The central African country has threatened to stop oil output by the end of April unless the World Bank unblocks frozen production royalties or the Exxon Mobil-led consortium in the country pays at least $100 million.
Chad is on military alert after rebels it says are backed by neighbouring Sudan attacked the capital N'Djamena last week, their boldest assault yet in their battle to end President Idriss Deby's nearly 16-year rule.
"I am very optimistic that there will be an agreement by April 30," Chad's Oil Minister Mahamat Nasser Hassan told Reuters in an interview.
"It is in the interests of everybody - of the consortium, of Chad - that we don't stop production and in order not to stop production we have to have an agreement by the end of April," he said.
Deby has in the past said Chad needed the oil revenues - some of which were meant to be set aside for future generations - to help bolster national security to face rebel attacks and the spillover of the conflict in Sudan's Darfur region.
The Chadian leader's rule has been weakened by coup plots and mutinies and a wave of high-level desertions from the army.
On Monday, Deby pushed back the deadline for shutting off oil output from midday on Tuesday to the end of this month after what Chad said was a US offer to mediate in the dispute with the World Bank.
"The US government is going to get involved to find a compromise as quickly as possible," Hassan said.
Diplomats say US Deputy Assistant Secretary of State for African Affairs, Donald Yamamoto, is expected in Chad early next week for talks.
US officials have shied away from talking about mediation, instead saying Washington would act as an "honest broker" to try to foster better understanding between Chad and the World Bank.
The World Bank froze oil profits saved in a London escrow account because it said Chad breached an agreement when it changed an oil revenue law in December to access funds that were meant to be saved for future generations.

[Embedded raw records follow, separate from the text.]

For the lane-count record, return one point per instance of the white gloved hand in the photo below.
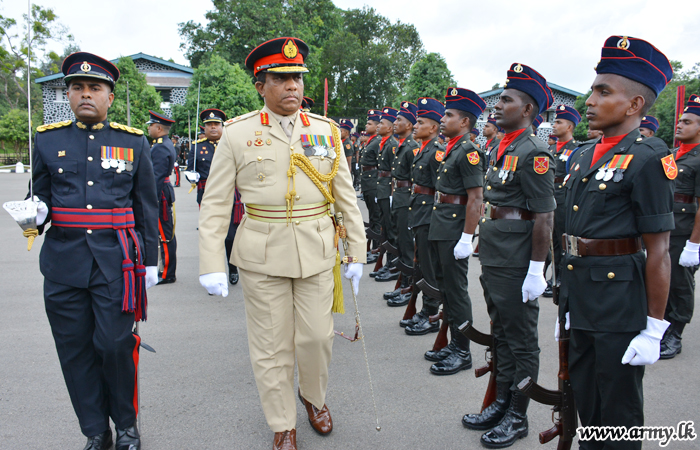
(151, 276)
(567, 327)
(215, 283)
(464, 246)
(645, 347)
(690, 256)
(353, 272)
(534, 284)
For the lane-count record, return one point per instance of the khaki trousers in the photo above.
(288, 317)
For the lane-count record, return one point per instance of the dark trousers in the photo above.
(420, 234)
(404, 238)
(168, 243)
(514, 324)
(97, 349)
(681, 297)
(451, 277)
(607, 392)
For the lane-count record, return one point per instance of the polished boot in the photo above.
(432, 355)
(128, 439)
(100, 442)
(512, 427)
(492, 415)
(460, 359)
(671, 343)
(320, 419)
(285, 440)
(423, 326)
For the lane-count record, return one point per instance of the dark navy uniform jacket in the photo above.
(67, 173)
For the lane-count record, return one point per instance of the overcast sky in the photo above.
(479, 39)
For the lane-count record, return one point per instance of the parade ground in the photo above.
(198, 390)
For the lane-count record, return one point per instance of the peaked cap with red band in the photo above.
(526, 79)
(637, 60)
(280, 55)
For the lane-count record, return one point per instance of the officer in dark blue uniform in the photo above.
(96, 181)
(163, 156)
(213, 120)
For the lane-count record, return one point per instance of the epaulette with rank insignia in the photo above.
(128, 129)
(53, 126)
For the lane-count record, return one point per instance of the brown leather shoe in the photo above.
(285, 440)
(320, 419)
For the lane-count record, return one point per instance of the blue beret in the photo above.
(652, 123)
(408, 110)
(637, 60)
(87, 65)
(526, 79)
(346, 124)
(693, 105)
(430, 109)
(464, 100)
(568, 113)
(374, 114)
(159, 118)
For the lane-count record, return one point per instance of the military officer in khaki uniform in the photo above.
(290, 171)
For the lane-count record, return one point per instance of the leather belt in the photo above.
(577, 246)
(451, 198)
(423, 190)
(682, 198)
(511, 213)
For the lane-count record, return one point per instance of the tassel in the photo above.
(338, 306)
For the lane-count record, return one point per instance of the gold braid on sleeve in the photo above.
(300, 160)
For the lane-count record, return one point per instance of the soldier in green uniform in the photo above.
(619, 193)
(401, 179)
(423, 175)
(685, 238)
(514, 243)
(456, 213)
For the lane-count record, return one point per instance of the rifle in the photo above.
(490, 342)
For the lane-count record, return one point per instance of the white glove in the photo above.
(464, 247)
(353, 272)
(567, 327)
(151, 276)
(534, 284)
(215, 283)
(645, 347)
(689, 257)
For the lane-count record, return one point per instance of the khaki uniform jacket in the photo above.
(255, 159)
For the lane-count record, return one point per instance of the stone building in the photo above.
(170, 80)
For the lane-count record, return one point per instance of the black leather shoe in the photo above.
(512, 427)
(422, 327)
(460, 359)
(128, 439)
(441, 354)
(100, 442)
(401, 300)
(492, 415)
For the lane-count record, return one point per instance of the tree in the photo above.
(142, 96)
(429, 77)
(224, 86)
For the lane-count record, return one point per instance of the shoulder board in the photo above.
(53, 126)
(239, 118)
(132, 130)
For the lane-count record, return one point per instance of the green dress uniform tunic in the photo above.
(606, 295)
(506, 250)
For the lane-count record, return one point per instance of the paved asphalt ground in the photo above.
(198, 391)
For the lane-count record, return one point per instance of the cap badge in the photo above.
(623, 43)
(290, 50)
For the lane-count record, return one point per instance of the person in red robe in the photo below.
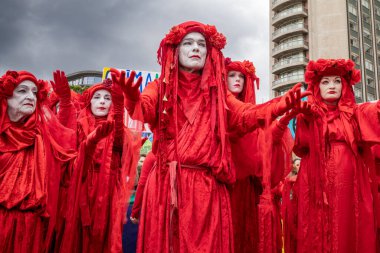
(247, 160)
(34, 147)
(99, 189)
(333, 188)
(186, 207)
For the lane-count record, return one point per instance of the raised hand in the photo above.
(61, 87)
(101, 131)
(130, 89)
(279, 127)
(134, 220)
(291, 99)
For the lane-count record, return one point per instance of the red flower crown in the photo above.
(86, 97)
(315, 70)
(11, 79)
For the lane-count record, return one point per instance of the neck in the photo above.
(17, 117)
(335, 103)
(195, 71)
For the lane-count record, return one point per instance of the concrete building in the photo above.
(85, 78)
(304, 30)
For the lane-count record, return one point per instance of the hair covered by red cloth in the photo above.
(315, 70)
(87, 94)
(178, 32)
(11, 79)
(249, 71)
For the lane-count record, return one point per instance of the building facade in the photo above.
(304, 30)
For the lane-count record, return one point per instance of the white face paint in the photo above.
(192, 52)
(101, 102)
(236, 82)
(23, 101)
(330, 88)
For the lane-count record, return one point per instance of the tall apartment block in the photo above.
(304, 30)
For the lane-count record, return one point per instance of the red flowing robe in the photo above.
(98, 190)
(247, 160)
(343, 219)
(31, 157)
(202, 222)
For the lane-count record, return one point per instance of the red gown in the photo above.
(343, 218)
(31, 157)
(202, 222)
(98, 192)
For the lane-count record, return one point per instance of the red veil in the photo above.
(103, 181)
(31, 157)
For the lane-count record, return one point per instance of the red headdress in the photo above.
(11, 79)
(213, 86)
(53, 144)
(249, 71)
(315, 70)
(87, 94)
(316, 126)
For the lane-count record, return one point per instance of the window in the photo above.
(366, 18)
(352, 9)
(365, 3)
(353, 26)
(358, 92)
(354, 42)
(370, 82)
(366, 33)
(368, 65)
(368, 49)
(371, 97)
(355, 58)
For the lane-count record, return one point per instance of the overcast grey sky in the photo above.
(72, 35)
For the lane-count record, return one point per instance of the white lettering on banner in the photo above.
(147, 76)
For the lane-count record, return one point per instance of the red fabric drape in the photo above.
(31, 158)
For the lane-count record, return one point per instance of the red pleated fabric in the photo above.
(334, 190)
(100, 188)
(32, 154)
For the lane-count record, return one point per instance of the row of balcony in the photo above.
(288, 14)
(289, 63)
(284, 48)
(289, 30)
(279, 4)
(286, 81)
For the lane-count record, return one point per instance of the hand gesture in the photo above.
(101, 131)
(134, 220)
(291, 99)
(61, 86)
(130, 89)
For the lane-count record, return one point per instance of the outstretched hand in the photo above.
(304, 107)
(61, 86)
(101, 131)
(134, 220)
(130, 89)
(290, 100)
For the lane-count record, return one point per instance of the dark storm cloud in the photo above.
(41, 35)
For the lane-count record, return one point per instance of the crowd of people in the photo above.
(221, 175)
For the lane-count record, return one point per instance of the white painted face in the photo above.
(192, 52)
(330, 88)
(101, 102)
(236, 82)
(23, 101)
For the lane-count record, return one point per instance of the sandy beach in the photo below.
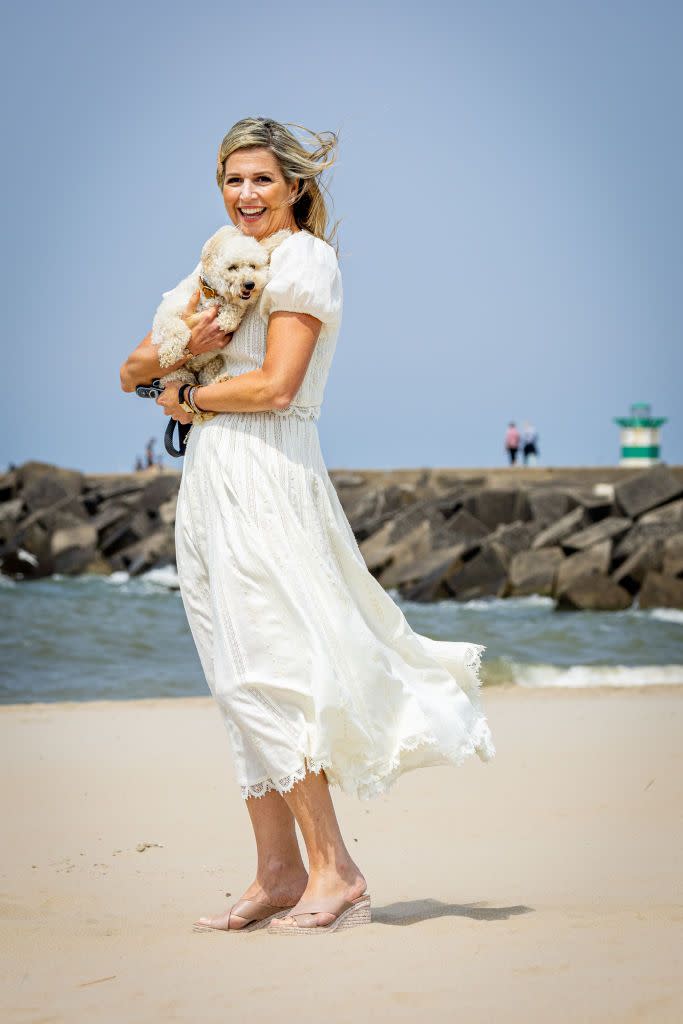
(544, 886)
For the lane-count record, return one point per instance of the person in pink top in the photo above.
(512, 442)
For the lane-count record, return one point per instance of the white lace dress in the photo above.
(311, 663)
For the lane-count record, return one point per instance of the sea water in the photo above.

Bank President Paul Wolfowitz suspended some $125 million in loans to Chad in January,
The bank had pressed Chad to pass the original oil revenue law in exchange for funding for a $3.7 billion pipeline carrying crude from the landlocked country to the Gulf of Guinea for export. It was touted as a test case for oil revenue management in Africa.
The pipeline, which produces 160,000-170,000 barrels per day, is operated by US oil majors Exxon Mobil, Chevron and Malaysia's Petronas.

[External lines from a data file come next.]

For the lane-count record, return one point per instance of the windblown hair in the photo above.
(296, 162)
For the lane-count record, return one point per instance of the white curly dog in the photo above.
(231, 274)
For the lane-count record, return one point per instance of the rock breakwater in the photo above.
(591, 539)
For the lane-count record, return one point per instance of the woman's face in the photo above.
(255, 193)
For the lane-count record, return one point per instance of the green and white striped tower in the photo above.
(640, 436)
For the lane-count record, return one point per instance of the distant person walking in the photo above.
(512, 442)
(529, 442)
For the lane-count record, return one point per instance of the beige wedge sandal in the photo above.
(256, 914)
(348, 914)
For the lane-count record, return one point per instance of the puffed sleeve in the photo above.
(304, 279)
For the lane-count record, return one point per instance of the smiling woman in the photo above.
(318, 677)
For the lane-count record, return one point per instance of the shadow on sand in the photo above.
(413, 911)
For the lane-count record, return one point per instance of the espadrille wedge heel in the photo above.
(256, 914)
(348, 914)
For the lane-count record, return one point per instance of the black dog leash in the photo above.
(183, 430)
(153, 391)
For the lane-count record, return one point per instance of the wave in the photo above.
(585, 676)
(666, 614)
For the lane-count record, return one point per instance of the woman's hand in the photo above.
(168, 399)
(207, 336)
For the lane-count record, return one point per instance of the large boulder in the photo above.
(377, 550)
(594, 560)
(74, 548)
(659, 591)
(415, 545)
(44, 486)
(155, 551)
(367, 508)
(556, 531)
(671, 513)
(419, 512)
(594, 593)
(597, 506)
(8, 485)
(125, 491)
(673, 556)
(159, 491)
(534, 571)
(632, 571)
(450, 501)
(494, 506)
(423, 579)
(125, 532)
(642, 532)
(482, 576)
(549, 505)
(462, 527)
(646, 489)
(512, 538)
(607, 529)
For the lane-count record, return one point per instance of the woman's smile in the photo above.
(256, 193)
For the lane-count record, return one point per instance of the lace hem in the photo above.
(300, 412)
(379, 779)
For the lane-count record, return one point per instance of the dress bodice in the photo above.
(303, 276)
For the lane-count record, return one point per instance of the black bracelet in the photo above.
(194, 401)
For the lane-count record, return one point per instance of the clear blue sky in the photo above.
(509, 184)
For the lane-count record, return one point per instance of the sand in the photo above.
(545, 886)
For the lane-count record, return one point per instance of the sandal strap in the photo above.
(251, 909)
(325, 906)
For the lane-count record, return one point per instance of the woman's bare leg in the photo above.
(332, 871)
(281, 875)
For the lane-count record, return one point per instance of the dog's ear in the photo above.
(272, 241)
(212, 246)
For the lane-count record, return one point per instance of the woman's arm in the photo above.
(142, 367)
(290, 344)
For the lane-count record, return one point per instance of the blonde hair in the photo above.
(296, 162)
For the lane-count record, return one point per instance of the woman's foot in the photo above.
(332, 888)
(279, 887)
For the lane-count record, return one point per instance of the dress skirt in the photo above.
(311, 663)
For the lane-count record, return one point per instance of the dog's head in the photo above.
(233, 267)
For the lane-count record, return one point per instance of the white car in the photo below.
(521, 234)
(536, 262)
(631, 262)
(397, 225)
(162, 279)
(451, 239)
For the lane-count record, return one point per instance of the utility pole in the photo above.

"We have waited too long. We have been very patient. For months Chadian oil has been flowing on to international markets. But Chad is not getting its dues," Hassan said.

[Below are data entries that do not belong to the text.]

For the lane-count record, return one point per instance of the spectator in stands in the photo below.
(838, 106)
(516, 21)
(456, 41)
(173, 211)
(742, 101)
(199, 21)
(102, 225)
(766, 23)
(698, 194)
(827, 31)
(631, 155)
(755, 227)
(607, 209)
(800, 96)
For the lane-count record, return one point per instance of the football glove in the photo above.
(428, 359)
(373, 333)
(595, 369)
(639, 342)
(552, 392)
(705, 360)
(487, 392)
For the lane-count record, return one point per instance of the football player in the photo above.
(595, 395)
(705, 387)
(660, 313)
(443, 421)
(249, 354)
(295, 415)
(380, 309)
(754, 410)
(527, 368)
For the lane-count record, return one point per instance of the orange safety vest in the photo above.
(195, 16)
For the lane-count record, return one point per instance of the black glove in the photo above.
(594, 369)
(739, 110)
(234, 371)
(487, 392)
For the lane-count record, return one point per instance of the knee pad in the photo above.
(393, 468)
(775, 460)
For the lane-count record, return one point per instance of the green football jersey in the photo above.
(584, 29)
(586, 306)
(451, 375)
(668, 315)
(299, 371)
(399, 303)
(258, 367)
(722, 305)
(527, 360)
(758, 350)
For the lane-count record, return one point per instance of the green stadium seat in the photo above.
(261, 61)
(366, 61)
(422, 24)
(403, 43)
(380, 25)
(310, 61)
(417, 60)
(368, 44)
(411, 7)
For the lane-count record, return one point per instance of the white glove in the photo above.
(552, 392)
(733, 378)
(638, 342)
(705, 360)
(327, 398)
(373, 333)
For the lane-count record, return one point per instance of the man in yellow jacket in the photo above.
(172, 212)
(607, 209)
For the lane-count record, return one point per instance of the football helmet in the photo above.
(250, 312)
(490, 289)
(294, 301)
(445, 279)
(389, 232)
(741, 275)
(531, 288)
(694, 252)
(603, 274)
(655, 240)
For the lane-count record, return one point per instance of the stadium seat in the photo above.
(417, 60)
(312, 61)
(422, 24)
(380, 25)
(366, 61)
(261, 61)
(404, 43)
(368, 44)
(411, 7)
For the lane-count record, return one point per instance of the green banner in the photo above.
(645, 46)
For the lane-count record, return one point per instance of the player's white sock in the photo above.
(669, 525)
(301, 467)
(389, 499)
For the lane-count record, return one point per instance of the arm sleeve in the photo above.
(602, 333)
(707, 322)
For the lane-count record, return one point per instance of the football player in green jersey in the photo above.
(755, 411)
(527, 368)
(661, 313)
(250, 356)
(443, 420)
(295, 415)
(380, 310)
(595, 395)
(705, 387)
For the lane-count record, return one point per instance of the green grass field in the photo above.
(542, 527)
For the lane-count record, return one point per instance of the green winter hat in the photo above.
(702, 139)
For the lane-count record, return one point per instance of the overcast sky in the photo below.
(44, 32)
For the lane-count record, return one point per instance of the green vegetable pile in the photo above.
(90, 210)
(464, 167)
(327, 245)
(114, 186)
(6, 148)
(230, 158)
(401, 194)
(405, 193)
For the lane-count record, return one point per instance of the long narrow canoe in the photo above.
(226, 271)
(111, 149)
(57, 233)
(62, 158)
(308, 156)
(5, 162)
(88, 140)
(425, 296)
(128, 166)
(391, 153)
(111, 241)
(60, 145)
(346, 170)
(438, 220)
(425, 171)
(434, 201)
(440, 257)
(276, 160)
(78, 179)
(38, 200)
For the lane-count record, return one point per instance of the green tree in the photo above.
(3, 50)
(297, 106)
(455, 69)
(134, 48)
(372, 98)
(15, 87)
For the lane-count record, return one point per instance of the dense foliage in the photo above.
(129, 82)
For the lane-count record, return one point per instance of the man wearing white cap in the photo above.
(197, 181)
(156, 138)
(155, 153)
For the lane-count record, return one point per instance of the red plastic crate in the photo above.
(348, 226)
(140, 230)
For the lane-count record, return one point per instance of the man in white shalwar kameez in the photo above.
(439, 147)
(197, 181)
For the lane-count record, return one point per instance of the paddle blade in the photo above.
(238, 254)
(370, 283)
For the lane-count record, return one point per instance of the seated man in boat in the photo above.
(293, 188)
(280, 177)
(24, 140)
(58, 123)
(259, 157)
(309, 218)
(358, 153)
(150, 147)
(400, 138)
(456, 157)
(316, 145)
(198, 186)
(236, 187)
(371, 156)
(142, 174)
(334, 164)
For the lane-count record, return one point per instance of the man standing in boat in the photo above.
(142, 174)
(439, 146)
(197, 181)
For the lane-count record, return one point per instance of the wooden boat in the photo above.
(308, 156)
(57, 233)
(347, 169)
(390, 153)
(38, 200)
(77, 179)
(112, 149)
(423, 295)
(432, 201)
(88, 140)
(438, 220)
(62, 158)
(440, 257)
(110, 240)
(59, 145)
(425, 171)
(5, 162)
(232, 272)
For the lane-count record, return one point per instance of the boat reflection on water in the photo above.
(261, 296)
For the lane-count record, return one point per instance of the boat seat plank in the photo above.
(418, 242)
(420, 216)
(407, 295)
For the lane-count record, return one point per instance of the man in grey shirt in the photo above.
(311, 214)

"Either the World Bank unblocks the offshore account and the frozen revenues enter into that account, controlled by Chad, or the oil companies make direct payments," he said.
World Bank spokesman for Africa, Marco Mantovanelli, declined to comment on Chad's threat to halt oil production.
A Chadian delegation was expected for talks with the bank this week in Washington on the fringes of the spring meetings of the World Bank and International Monetary Fund.